Einer hat doch tatsächlich gesagt: „Wir arbeiten die Strecke ab, und die Leute gucken“, aber so soll es eben nicht sein. „Das Schönste ist“, erklärt Karin, „wenn man Helau ruft, und es kommt zurück.“ Dabei haben sie nicht mal Tee mit Rum im Bagagewagen, sie finden, „das sieht sch. . . aus, wenn wir im Zug trinken“, und überhaupt: „Wer heute keinen Spaß ohne Alkohol hat, ist selber schuld.“ (Weshalb wir schweigen über das Mariechen mit dem Likörchen.) Die Fanfaren führen auf ihren winzigen Liedzetteln „Trink, Brüderlein, trink“ mit.

Lippen feuchten, Schellenkranz an die Schenkel und Abmarsch, die Großen laufen für die Kleinen Spalier – aus Sicherheitsgründen. Konfetti fliegt in den Kinderwagen zum Kosäckchen. 1111 Meter wollen gelaufen sein, von der zusätzlich dreifachen Menge auf der Stelle hat keiner was gesagt. Nach hundert Metern und hundert Helaus gibt es Tee für die Trompeten, „dafür haben wir unsere Frauen“, sie schieben sich mit der Kanne durch die Reihen. „Ich hab Hunger“, klagt das kleinste Gardemädchen (7). Aber bitte, keine Kekse für die Klarinette, wegen der Krümel.

Zum vierten Mal „Hey Baby“

Vom Musikwagen hinten klingt „Hey Baby“, schon zum vierten Mal, es will nicht passen zu den Trommeln vorn, und außerdem: Die haben doch schon wieder den Rhythmus gewechselt, jedenfalls die Füße. . . sind verkehrt. Links (zwei, drei, vier)! Kann sein, sie waren festgepappt an einem angelutschten Bonbon, sie laufen jetzt über einen Teppich aus verknickten Luftschlangen und leeren Kartons „Kamelle gemischt“. Der nächste Schritt endet schmerzhaft vor einer leeren Pulle, tut besonders den kalten Zehen weh. „Immer schön Helau rufen!“, mahnt Jenny, jaja, mit der Betonung auf „au“.

Jenny ist erst zwölf, sie klagt nicht über die Kälte, sie winkt, grüßt und lacht. „Geht’s noch?“ Doch, es ist auch hübsch anzuziehen, Essen zur Rechten: all die Kostüme und lachenden Gesichter! Nur fiel früher nie auf, wie viele traurige Kinder darunter sind. Stehen da, zu klein eigentlich für den Karneval, die Schminke unter Tränen verlaufen, in der Hand die Tüten der ansässigen Discounter. Kamelle! Das ist es, was sie wollen, und dann kommen rote Russen mit fremden Liedern, die aus Köln sind – und Bonbons werfen die nicht.

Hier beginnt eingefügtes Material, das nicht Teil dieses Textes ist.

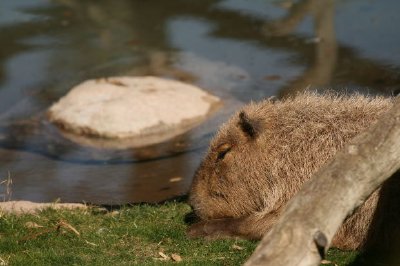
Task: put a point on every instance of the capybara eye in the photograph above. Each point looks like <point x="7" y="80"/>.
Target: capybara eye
<point x="223" y="150"/>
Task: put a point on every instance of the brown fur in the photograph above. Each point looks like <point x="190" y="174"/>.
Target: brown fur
<point x="261" y="157"/>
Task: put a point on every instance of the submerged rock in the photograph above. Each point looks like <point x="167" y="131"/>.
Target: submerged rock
<point x="137" y="110"/>
<point x="20" y="207"/>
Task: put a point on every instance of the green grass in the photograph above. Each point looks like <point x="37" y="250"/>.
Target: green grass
<point x="131" y="235"/>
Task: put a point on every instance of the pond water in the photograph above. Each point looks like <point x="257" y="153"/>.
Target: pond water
<point x="239" y="50"/>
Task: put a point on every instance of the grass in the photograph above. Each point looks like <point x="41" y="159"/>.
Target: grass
<point x="140" y="234"/>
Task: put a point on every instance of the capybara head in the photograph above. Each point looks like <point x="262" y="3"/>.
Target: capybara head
<point x="266" y="151"/>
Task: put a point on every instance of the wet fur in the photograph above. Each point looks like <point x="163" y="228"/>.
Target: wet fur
<point x="261" y="157"/>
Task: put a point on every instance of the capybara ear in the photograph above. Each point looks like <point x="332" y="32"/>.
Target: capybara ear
<point x="250" y="127"/>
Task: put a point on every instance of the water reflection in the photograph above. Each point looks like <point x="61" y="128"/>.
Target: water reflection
<point x="239" y="50"/>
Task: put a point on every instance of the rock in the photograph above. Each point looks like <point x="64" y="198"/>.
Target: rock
<point x="145" y="110"/>
<point x="20" y="207"/>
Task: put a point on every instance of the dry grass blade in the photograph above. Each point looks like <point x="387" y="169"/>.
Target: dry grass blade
<point x="176" y="257"/>
<point x="8" y="192"/>
<point x="328" y="262"/>
<point x="66" y="225"/>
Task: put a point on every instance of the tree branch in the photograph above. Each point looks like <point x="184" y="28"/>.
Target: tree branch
<point x="304" y="232"/>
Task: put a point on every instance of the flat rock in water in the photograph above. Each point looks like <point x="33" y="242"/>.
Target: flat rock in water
<point x="145" y="110"/>
<point x="20" y="207"/>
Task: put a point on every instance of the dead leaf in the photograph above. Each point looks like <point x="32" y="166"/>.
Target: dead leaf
<point x="113" y="213"/>
<point x="175" y="179"/>
<point x="272" y="77"/>
<point x="176" y="257"/>
<point x="163" y="256"/>
<point x="32" y="225"/>
<point x="234" y="246"/>
<point x="328" y="262"/>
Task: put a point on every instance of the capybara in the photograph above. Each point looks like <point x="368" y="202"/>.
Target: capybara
<point x="261" y="157"/>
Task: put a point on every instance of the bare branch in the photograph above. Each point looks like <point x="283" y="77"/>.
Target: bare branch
<point x="304" y="231"/>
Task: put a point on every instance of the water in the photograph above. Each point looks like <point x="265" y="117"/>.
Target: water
<point x="237" y="49"/>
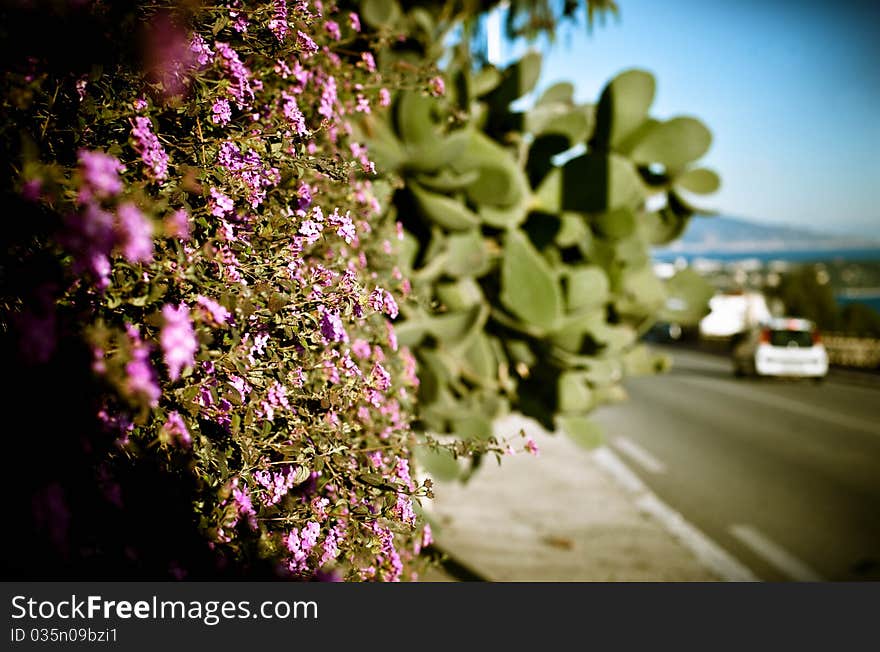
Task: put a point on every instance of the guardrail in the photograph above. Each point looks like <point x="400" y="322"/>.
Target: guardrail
<point x="850" y="351"/>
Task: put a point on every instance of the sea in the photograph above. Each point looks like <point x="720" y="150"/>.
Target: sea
<point x="861" y="254"/>
<point x="854" y="254"/>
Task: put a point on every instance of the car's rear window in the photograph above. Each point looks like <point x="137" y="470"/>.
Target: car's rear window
<point x="791" y="338"/>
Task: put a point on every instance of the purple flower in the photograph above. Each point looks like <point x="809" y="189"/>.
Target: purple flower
<point x="140" y="381"/>
<point x="344" y="226"/>
<point x="311" y="231"/>
<point x="369" y="61"/>
<point x="304" y="196"/>
<point x="201" y="51"/>
<point x="404" y="509"/>
<point x="175" y="429"/>
<point x="221" y="112"/>
<point x="293" y="114"/>
<point x="177" y="225"/>
<point x="148" y="146"/>
<point x="328" y="98"/>
<point x="218" y="313"/>
<point x="381" y="378"/>
<point x="240" y="88"/>
<point x="179" y="343"/>
<point x="361" y="348"/>
<point x="381" y="301"/>
<point x="438" y="86"/>
<point x="306" y="44"/>
<point x="332" y="28"/>
<point x="241" y="498"/>
<point x="331" y="327"/>
<point x="135" y="234"/>
<point x="278" y="24"/>
<point x="220" y="204"/>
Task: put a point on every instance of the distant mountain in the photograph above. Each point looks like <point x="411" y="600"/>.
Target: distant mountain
<point x="722" y="233"/>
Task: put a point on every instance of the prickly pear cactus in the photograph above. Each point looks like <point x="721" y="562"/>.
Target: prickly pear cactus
<point x="528" y="239"/>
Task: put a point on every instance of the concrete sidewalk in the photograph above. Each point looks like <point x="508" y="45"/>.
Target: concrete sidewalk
<point x="560" y="516"/>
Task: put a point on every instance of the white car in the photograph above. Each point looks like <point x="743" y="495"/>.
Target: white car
<point x="784" y="346"/>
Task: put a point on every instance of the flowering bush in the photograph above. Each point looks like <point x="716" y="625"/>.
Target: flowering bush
<point x="201" y="284"/>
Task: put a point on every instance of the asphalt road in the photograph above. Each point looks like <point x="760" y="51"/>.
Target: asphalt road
<point x="782" y="474"/>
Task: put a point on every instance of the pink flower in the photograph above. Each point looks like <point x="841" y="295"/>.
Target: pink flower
<point x="438" y="86"/>
<point x="202" y="53"/>
<point x="332" y="28"/>
<point x="135" y="234"/>
<point x="221" y="112"/>
<point x="369" y="61"/>
<point x="214" y="310"/>
<point x="177" y="225"/>
<point x="100" y="173"/>
<point x="381" y="378"/>
<point x="332" y="328"/>
<point x="278" y="24"/>
<point x="179" y="343"/>
<point x="148" y="146"/>
<point x="381" y="301"/>
<point x="175" y="429"/>
<point x="306" y="44"/>
<point x="140" y="381"/>
<point x="404" y="509"/>
<point x="220" y="204"/>
<point x="532" y="447"/>
<point x="361" y="348"/>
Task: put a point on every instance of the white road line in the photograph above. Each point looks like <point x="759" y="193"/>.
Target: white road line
<point x="804" y="409"/>
<point x="638" y="455"/>
<point x="704" y="549"/>
<point x="774" y="554"/>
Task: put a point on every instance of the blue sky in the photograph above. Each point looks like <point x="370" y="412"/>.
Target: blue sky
<point x="790" y="90"/>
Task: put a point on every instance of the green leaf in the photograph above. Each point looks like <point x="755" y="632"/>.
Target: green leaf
<point x="587" y="288"/>
<point x="448" y="181"/>
<point x="472" y="426"/>
<point x="572" y="231"/>
<point x="467" y="254"/>
<point x="623" y="107"/>
<point x="617" y="224"/>
<point x="414" y="122"/>
<point x="439" y="463"/>
<point x="380" y="13"/>
<point x="596" y="183"/>
<point x="494" y="185"/>
<point x="673" y="143"/>
<point x="529" y="288"/>
<point x="480" y="360"/>
<point x="463" y="294"/>
<point x="699" y="180"/>
<point x="444" y="211"/>
<point x="581" y="430"/>
<point x="573" y="394"/>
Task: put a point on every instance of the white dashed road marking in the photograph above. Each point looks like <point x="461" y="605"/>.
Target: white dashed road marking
<point x="707" y="551"/>
<point x="774" y="554"/>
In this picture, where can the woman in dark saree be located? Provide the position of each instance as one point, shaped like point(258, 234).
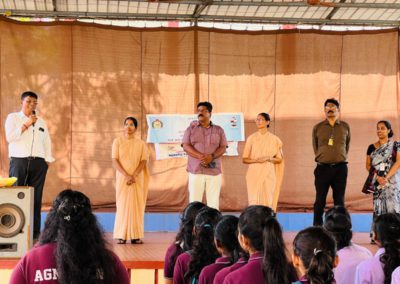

Sie hätten ja viel lieber selber welche, aber sie dürfen sich nicht bücken. Gleichschritt, es geht weiter, Jenny guckt schon wieder mahnend. Helau, natürlich, es macht ja auch Spaß, bloß ist das Grinsen im Gesicht ein bisschen gefroren. Mit dem ersten Graupel fliegt an der Brunnenstraße eine Flasche in den Zug, sie trifft Sascha an der Trompete, seine Lippe blutet. Sie kennen das schon und können dann eine Weile nicht blasen, das Trömmelche jeht ohne den Chef. Mutti, Rosenmontag in der Fußgruppe ist nicht komisch. Richtig jeck ist: wenn man trotzdem lacht.